1) в качестве "а1" может оставаться "а": РЫБА - рыба;

2) "а" может действительно "превратиться" в "а1": ГЫБЕЛЬ - гибель;

3) "а" может "превратиться" в нуль: КЪНИГА - книга,

4) нуль может "превратиться" в "а": СРЕТАТИ - встретить.

Но все это еще очень далеко от истории языка и даже от исторической фонетики. Я думаю, что для того, чтобы подойти к истории языка (даже хотя бы на участке одного яруса языковой структуры, допустим, фонетического), необходимо каждый тип диахронического тожества два раза проверить по горизонтали: в эпоху А и в эпоху Б. Тогда диахронические тожества превратятся в историко-синхронические, и эти два момента очень и очень могут разойтись.

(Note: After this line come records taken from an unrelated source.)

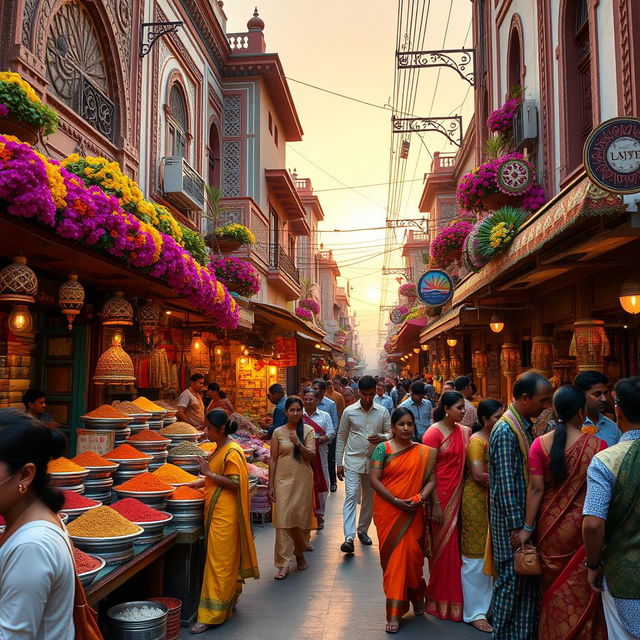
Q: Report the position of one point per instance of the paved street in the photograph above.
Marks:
(338, 597)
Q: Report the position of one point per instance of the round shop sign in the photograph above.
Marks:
(435, 288)
(612, 155)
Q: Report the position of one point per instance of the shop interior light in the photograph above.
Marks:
(496, 324)
(20, 320)
(630, 297)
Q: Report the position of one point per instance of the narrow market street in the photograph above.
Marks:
(338, 597)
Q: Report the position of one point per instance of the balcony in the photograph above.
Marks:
(283, 273)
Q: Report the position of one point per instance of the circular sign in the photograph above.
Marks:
(435, 288)
(612, 155)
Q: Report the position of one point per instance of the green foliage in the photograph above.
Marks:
(21, 108)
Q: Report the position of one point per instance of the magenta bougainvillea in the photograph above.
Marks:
(447, 245)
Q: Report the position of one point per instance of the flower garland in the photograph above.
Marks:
(44, 191)
(238, 276)
(447, 245)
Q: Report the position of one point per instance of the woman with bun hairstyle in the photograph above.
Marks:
(37, 578)
(231, 553)
(293, 449)
(558, 463)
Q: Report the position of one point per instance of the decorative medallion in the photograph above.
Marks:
(435, 288)
(612, 155)
(514, 176)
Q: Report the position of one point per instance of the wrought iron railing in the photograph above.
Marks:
(278, 259)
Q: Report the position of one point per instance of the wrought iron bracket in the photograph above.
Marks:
(462, 61)
(151, 32)
(450, 127)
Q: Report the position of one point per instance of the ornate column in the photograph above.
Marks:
(589, 345)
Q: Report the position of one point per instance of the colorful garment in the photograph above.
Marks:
(231, 554)
(401, 533)
(515, 598)
(570, 609)
(444, 591)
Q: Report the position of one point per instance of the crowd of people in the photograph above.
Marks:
(528, 514)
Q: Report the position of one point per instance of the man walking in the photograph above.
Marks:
(363, 425)
(612, 519)
(595, 386)
(515, 597)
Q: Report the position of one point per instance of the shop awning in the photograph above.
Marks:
(286, 320)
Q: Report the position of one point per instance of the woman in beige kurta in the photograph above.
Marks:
(291, 487)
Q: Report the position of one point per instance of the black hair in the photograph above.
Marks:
(24, 440)
(366, 383)
(567, 401)
(219, 419)
(529, 382)
(461, 382)
(32, 395)
(447, 399)
(628, 398)
(297, 454)
(587, 379)
(485, 410)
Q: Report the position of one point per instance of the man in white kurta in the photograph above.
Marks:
(323, 420)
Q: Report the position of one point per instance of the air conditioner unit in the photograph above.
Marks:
(525, 124)
(181, 184)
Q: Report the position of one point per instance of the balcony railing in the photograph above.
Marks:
(278, 259)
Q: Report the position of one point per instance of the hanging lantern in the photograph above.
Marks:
(148, 318)
(18, 283)
(117, 311)
(71, 298)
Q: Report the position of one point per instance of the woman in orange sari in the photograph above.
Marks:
(447, 439)
(399, 475)
(558, 464)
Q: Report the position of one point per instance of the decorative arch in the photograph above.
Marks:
(516, 69)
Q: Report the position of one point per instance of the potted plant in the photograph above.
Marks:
(22, 113)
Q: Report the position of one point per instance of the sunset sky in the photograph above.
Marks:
(348, 47)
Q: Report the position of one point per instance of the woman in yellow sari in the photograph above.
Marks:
(400, 476)
(231, 554)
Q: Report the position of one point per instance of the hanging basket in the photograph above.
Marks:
(24, 131)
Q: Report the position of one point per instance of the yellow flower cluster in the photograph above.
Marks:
(501, 234)
(15, 78)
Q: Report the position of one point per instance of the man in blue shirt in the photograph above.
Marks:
(278, 397)
(595, 386)
(420, 408)
(382, 398)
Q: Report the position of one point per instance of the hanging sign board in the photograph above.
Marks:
(612, 155)
(435, 288)
(99, 441)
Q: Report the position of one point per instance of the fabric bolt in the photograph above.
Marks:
(231, 554)
(444, 591)
(401, 533)
(477, 589)
(569, 608)
(37, 584)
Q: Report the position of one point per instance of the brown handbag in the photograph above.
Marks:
(526, 561)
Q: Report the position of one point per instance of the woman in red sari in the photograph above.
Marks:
(558, 464)
(447, 439)
(400, 471)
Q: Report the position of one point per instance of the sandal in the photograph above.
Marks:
(482, 625)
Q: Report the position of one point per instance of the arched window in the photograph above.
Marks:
(177, 123)
(76, 67)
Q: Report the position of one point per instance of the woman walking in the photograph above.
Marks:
(293, 450)
(231, 554)
(37, 579)
(400, 471)
(476, 585)
(447, 439)
(558, 464)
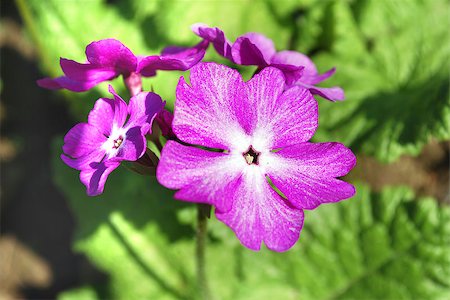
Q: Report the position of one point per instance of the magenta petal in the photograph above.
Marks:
(202, 176)
(332, 94)
(111, 53)
(295, 59)
(120, 109)
(83, 162)
(66, 83)
(95, 176)
(143, 108)
(290, 72)
(306, 173)
(259, 215)
(83, 139)
(318, 78)
(102, 114)
(174, 58)
(215, 36)
(86, 72)
(253, 49)
(296, 118)
(205, 114)
(164, 119)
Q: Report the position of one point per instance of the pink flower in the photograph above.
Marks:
(109, 58)
(256, 49)
(263, 131)
(114, 132)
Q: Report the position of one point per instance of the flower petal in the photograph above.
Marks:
(259, 215)
(284, 117)
(215, 36)
(64, 82)
(174, 58)
(295, 58)
(253, 49)
(133, 146)
(94, 177)
(205, 114)
(333, 94)
(102, 115)
(120, 109)
(86, 72)
(306, 173)
(202, 176)
(83, 139)
(143, 108)
(111, 53)
(290, 72)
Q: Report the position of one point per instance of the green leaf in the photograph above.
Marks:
(392, 63)
(82, 293)
(374, 246)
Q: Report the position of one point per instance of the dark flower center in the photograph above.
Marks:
(251, 156)
(118, 142)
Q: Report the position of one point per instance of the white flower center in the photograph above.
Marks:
(115, 142)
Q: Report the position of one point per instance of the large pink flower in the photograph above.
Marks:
(263, 131)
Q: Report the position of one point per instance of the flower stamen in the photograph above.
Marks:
(251, 156)
(118, 142)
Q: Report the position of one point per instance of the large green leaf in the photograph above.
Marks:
(374, 246)
(393, 64)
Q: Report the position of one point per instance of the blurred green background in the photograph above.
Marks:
(390, 241)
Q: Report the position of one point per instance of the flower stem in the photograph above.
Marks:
(202, 215)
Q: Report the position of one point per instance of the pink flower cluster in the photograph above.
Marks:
(242, 147)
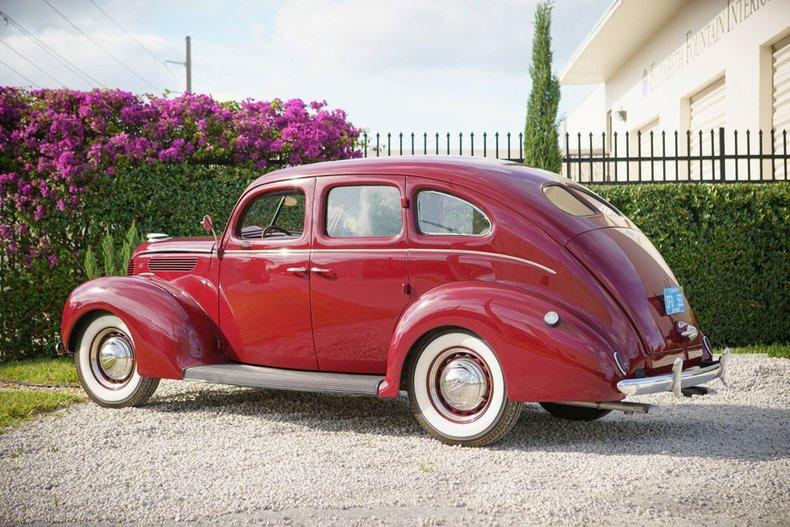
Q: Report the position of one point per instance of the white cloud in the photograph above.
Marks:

Так, соотношение РЫБА - рыба, полное диахроническое тожество при системно-фонематической интерпретации, даст уже не тожество, так как [ы] эпохи А было самостоятельной единицей, а [ы] эпохи Б - вариацией (и) (в связи с изменением отношений твердых и мягких согласных в системе русской фонетики) [46].

Таким же образом обратную интерпретацию получает отношение ГЫБЕЛЬ - гибель, т. е. можно установить фонематическое тожество этих произносительно разных фактов эпохи А и эпохи Б: в современном русском языке нет фонематической противопоставленности ни для звуков [г] и [г'], ни для звуков [ы] и [и], и если в эпоху А могло быть только сочетание [гы] и не могло быть сочетания [г'и], то в эпоху Б, как раз наоборот, возможно сочетание [г'и] и невозможно сочетание [гы].

На этих примерах мы видим, что неподвижное как диахроническое тожество РЫБА - рыба "пришло в движение" при синхронной проверке, и, наоборот, явно "двигавшееся" ГЫБЕЛЬ - гибель при синхронном анализе "останавливается" и получает качество большего исторического тожества, чем это было понятно из диахронии.